Keywords: physical inactivity, aerobic fitness, healthcare providers, heart disease risk
Fifth-year medical students at a South African university were not meeting optimal PA levels and CRF levels were recommended to maintain health and lower CVD risk
Introduction
Cardiovascular disease (CVD) risk factors have been associated with CVD mortality, 1 and physicians use CVD risk factor profiles (smoking, dyslipidemia, hypertension, etc.) to address patient health. Furthermore, cardio-respiratory fitness (CRF) has been shown to be an independent risk factor for CVD 2 and all-cause mortality.3,4 Cardio-respiratory fitness is also the risk factor that contributes the highest percentage to all-cause deaths when compared to other traditional risk factors.5,6 In addition, studies have reported that adding CRF to established CVD risk factors improves the precision of prediction for CVD morbidity and mortality. 7
Medical students tend to adopt sedentary and unhealthy lifestyles during the course of their education that negatively affect CVD risk factors and CRF. 8 The majority of research on CVD risk, health status and lifestyle factors of medical students has used self-reported data and questionnaires for CVD risk factors9-11 and not included CRF in the health status measurements.

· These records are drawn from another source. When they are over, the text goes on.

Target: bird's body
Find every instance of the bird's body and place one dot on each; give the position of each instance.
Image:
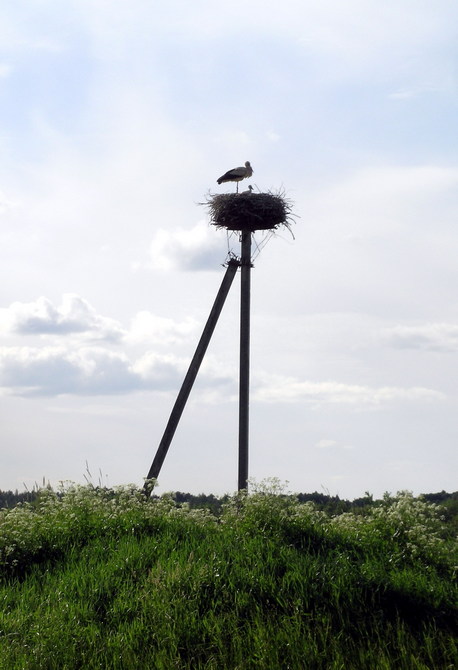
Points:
(237, 174)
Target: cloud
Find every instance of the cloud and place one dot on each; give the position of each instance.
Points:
(195, 249)
(74, 315)
(288, 389)
(429, 337)
(148, 327)
(51, 371)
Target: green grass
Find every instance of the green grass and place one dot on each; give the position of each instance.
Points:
(92, 578)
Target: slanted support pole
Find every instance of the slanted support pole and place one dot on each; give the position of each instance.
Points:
(192, 373)
(244, 378)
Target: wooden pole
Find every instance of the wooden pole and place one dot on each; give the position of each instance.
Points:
(192, 373)
(244, 378)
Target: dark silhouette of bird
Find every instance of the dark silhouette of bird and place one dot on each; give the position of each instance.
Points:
(237, 174)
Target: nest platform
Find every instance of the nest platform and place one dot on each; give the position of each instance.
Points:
(249, 211)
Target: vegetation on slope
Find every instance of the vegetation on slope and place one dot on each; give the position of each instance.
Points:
(97, 578)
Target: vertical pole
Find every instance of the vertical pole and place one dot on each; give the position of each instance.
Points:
(244, 379)
(192, 372)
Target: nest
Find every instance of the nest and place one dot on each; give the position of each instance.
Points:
(249, 211)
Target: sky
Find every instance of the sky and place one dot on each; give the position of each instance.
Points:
(116, 119)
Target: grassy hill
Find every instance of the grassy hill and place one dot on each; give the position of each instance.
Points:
(97, 578)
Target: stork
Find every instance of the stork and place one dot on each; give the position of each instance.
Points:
(237, 174)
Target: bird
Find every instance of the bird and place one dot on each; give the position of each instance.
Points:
(237, 174)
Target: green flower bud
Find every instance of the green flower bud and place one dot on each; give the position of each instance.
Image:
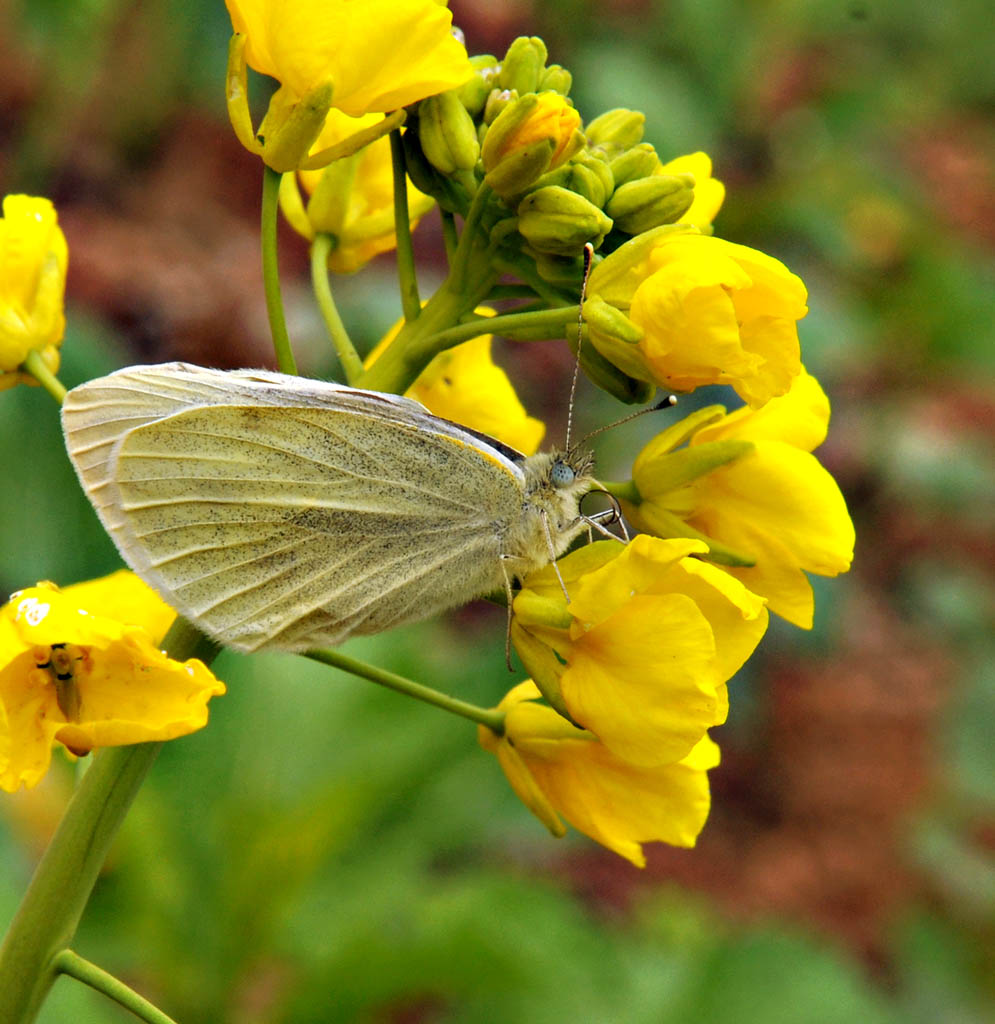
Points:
(522, 65)
(618, 129)
(531, 135)
(645, 204)
(449, 195)
(496, 100)
(609, 323)
(595, 179)
(447, 133)
(289, 132)
(563, 271)
(555, 79)
(585, 175)
(473, 94)
(639, 162)
(560, 222)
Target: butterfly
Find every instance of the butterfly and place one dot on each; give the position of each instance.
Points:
(282, 512)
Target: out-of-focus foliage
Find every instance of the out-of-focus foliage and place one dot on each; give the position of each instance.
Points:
(325, 852)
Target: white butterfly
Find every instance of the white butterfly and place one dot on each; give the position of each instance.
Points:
(277, 511)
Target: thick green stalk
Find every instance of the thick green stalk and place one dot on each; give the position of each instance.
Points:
(274, 302)
(50, 910)
(57, 895)
(351, 364)
(494, 720)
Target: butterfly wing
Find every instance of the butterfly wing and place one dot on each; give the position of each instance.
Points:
(296, 524)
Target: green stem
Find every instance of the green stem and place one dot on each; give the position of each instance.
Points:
(74, 966)
(494, 720)
(274, 303)
(50, 910)
(537, 324)
(35, 366)
(406, 278)
(351, 364)
(623, 489)
(449, 237)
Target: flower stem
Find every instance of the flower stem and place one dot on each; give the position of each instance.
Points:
(50, 910)
(623, 489)
(274, 303)
(545, 323)
(449, 237)
(463, 257)
(406, 278)
(351, 364)
(35, 366)
(492, 719)
(74, 966)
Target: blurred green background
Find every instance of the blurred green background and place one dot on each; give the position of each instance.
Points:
(327, 852)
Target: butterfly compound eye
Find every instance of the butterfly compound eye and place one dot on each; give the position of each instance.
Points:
(561, 474)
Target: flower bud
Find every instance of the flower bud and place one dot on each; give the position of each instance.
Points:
(447, 133)
(586, 175)
(449, 194)
(473, 94)
(34, 256)
(639, 162)
(618, 129)
(496, 100)
(522, 65)
(290, 131)
(608, 377)
(555, 79)
(647, 203)
(532, 134)
(560, 222)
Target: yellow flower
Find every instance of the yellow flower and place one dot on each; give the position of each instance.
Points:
(557, 769)
(708, 192)
(33, 259)
(378, 55)
(642, 652)
(708, 311)
(86, 679)
(464, 385)
(351, 199)
(772, 503)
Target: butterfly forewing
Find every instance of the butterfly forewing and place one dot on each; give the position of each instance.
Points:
(276, 522)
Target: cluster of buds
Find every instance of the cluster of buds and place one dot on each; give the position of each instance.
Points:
(559, 184)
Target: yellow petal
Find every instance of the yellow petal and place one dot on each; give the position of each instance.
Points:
(785, 493)
(708, 192)
(621, 805)
(643, 681)
(799, 418)
(126, 598)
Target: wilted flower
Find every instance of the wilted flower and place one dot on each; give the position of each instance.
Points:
(33, 260)
(705, 311)
(85, 678)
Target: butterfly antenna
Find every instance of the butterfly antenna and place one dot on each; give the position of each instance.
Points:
(668, 402)
(588, 258)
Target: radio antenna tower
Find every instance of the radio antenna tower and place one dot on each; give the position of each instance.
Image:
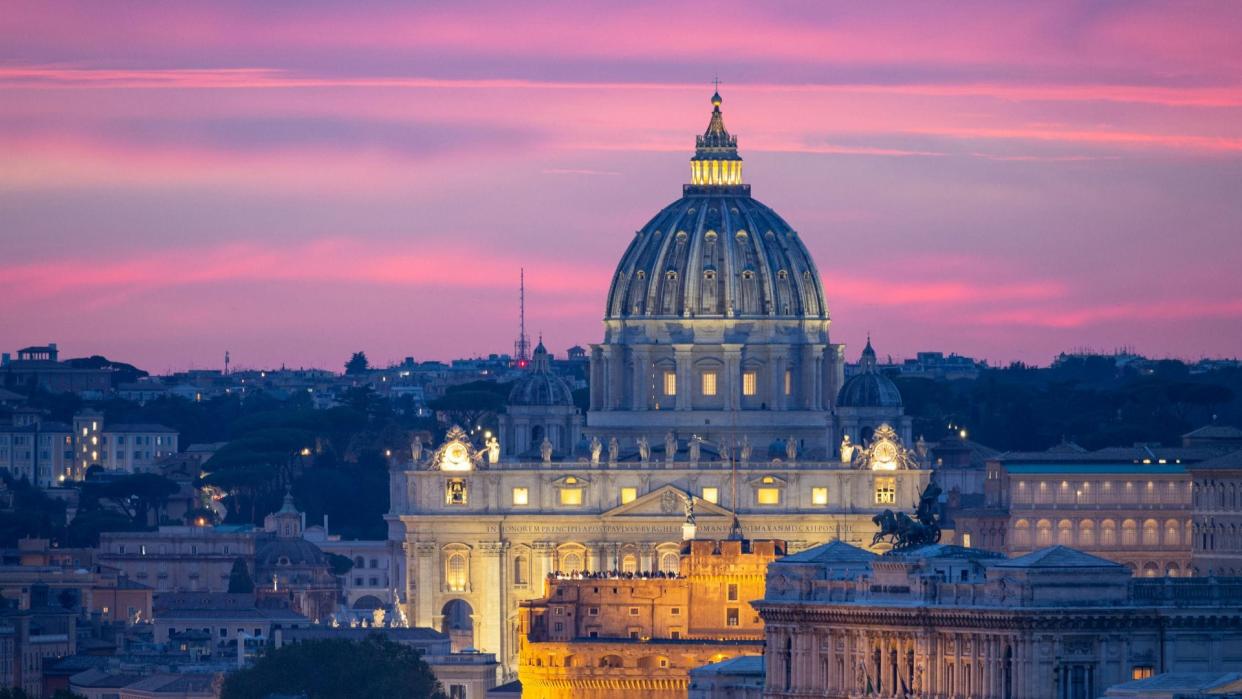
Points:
(522, 347)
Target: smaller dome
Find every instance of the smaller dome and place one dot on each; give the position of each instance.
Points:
(281, 551)
(870, 387)
(540, 386)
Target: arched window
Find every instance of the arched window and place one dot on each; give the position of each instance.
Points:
(1108, 533)
(1066, 533)
(786, 659)
(519, 570)
(1086, 533)
(1173, 533)
(1021, 533)
(456, 572)
(1043, 533)
(1150, 533)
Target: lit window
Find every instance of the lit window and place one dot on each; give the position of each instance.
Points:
(749, 383)
(455, 572)
(768, 496)
(886, 491)
(455, 492)
(670, 384)
(709, 383)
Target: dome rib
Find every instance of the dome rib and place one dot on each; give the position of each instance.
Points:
(683, 297)
(662, 277)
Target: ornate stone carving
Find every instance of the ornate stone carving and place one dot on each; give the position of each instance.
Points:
(906, 532)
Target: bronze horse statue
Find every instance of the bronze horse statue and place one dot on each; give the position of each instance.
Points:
(904, 532)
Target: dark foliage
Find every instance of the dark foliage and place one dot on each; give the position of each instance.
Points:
(337, 669)
(239, 579)
(358, 364)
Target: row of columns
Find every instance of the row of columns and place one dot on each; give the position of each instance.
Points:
(856, 662)
(626, 380)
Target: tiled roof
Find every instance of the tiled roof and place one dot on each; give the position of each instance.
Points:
(1231, 461)
(832, 551)
(137, 427)
(1057, 556)
(1216, 432)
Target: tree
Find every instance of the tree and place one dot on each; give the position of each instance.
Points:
(137, 494)
(357, 364)
(239, 579)
(337, 669)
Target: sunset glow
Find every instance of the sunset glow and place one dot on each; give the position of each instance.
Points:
(294, 183)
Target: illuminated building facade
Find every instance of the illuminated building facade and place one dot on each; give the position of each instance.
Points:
(610, 636)
(1129, 504)
(945, 621)
(1217, 515)
(716, 384)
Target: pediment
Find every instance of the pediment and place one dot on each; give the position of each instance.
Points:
(667, 500)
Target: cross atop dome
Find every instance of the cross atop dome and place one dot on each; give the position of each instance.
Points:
(716, 163)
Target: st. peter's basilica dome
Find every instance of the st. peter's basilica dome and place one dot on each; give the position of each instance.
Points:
(719, 256)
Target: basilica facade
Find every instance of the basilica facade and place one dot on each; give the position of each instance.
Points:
(717, 400)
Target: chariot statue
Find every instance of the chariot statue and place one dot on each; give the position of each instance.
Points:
(904, 532)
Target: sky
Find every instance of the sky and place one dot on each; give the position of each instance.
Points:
(294, 181)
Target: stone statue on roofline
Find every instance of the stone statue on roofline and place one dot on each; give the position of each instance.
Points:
(904, 532)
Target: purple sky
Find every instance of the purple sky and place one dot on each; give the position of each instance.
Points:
(292, 181)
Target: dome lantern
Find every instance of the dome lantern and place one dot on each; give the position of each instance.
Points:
(716, 164)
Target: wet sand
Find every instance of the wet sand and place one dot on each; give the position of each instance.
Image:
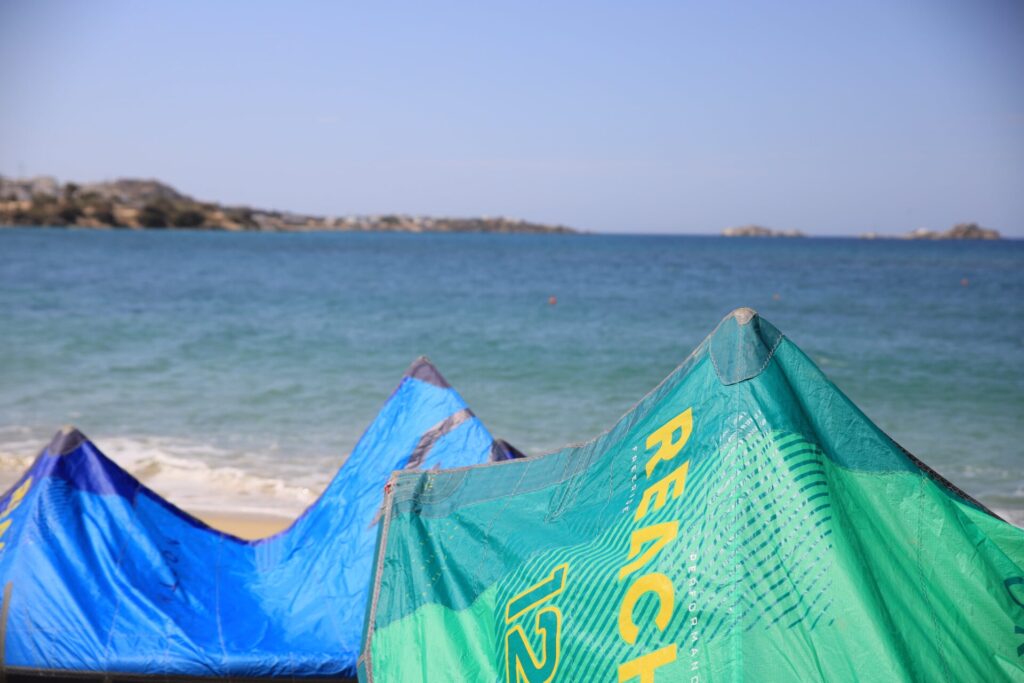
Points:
(245, 525)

In addition, studies have found that future medical doctors’ own health and lifestyle practices influence their counselling activities.12,13 Allowing future medical doctors to assess their personal CVD risk factors and CRF may thus be important in their use of physical activity (PA) counselling with patients’ lifestyle management for health benefits and improvement.
Aim
This study aimed to analyse the CVD risk factors, PA and CRF levels measured in a cohort of fifth-year medical students in South Africa (SA), collected as part of teaching and learning activities that aimed to include physical activity in the undergraduate medical curriculum (total 6 years).
Objectives
The study aimed to describe the CVD risk factors, CRF measures and PA levels in SA medical students at the University of the Witwatersrand.
Methods
Study Design
A descriptive, cross-sectional cohort study design was used.
Participants
Fifth-year medical students in the Graduate Entry Medical Programme (GEMP) at the Faculty of Health Sciences, University of the Witwatersrand, during a practical teaching session that involved measurement of CVD risk factors and CRF, were informed that their data may be used for future research analysis and invited to participate. Students who did not attend the clinical session or did not want their data to be used, did not have their data recorded (n = 7/140).
Sample
Convenience sampling was used in this study.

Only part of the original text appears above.